Please use this identifier to cite or link to this item: http://hdl.handle.net/1893/33208
Appears in Collections:Management, Work and Organisation eTheses
Title: How Sensemaking Processes Influence Organisational Decision Making
Author(s): Poopalasingam, Phuspamalar
Supervisor(s): Mallett, Oliver
Keywords: sensemaking
sensegiving
sensereceiving
decision-making
influence
Issue Date: 30-Dec-2020
Publisher: University of Stirling
Abstract: This research explores how sensemaking processes impact decision-making in organisations. Doing so raises a fundamental question asking how communicative and sensemaking processes influence decision-making outcomes. The main motivation for conducting the study was to determine how organisational decision-making processes were impacted by the action of managers and organisational members. Some of the gaps in the literature were addressed by investigating the complexity in decision-making involving the sensemaking processes, including internal / external environmental factors affecting their outcome. Semi-structured interviews were conducted at a non-profit organisation to collect information, through direct observation of behaviour, examining what influence they had on decision-making processes. Carefully examining the sensemaking processes influencing decision-making, captured the unexplored connections, implications and nuances that constrain organisational decision-making.

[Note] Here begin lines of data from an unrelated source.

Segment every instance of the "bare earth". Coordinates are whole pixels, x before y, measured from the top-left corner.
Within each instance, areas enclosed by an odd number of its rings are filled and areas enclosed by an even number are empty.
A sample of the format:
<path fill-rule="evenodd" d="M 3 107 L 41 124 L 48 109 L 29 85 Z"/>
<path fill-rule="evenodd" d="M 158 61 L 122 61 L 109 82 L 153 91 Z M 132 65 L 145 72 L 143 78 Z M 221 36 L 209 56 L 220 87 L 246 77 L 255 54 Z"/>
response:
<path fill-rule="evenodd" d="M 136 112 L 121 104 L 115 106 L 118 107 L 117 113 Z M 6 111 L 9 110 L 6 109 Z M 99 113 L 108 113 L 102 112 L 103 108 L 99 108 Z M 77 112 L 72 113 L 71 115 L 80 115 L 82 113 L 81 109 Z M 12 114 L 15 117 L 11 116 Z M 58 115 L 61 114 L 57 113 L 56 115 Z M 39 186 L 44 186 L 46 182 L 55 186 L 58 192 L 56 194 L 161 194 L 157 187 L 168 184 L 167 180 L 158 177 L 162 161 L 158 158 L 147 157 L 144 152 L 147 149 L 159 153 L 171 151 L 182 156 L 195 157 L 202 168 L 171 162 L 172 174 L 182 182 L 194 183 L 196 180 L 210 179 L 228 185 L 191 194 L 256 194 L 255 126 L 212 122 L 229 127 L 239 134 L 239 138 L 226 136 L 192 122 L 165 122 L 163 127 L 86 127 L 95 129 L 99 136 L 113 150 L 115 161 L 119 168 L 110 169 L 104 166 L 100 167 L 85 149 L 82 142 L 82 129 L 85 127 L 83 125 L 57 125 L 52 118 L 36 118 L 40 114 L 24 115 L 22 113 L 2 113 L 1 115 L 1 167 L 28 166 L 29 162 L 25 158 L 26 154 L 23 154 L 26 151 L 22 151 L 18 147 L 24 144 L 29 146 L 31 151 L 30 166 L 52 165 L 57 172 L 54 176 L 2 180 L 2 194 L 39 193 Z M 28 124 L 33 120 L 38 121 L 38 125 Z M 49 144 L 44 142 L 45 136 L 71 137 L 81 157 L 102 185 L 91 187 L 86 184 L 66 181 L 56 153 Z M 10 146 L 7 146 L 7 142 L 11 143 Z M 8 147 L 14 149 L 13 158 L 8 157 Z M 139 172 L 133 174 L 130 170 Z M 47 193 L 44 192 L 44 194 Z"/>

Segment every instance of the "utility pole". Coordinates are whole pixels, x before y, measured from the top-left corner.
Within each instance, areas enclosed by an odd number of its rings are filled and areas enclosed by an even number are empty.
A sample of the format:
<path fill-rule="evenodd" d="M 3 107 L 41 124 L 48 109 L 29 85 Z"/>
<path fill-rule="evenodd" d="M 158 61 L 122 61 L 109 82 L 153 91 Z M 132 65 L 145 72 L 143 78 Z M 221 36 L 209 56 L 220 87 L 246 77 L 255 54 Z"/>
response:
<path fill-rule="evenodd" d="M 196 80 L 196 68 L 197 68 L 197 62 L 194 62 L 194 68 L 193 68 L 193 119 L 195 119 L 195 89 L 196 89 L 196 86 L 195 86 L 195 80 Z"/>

The concept of sensereceiving which formed the central focus of this study, advances the current literature to make the following contributions: Firstly, it highlights sensereceiving as the key that increases decision quality with the inclusion of more relevant and comprehensive inputs towards the decision-making process. Secondly, decision outcome implementation, increases in effectiveness because of high sensereceiving which strengthens commitment and engagement. Thirdly, organisational efficiency is potentially increased through high sensereceiving because it averts the loss of emotional energy. Finally, sensereceiving impacts are equally as powerful from managers to employees as they are from employees to managers. These findings offer researchers and practitioners a deeper and richer understanding of decision-making processes in organisations.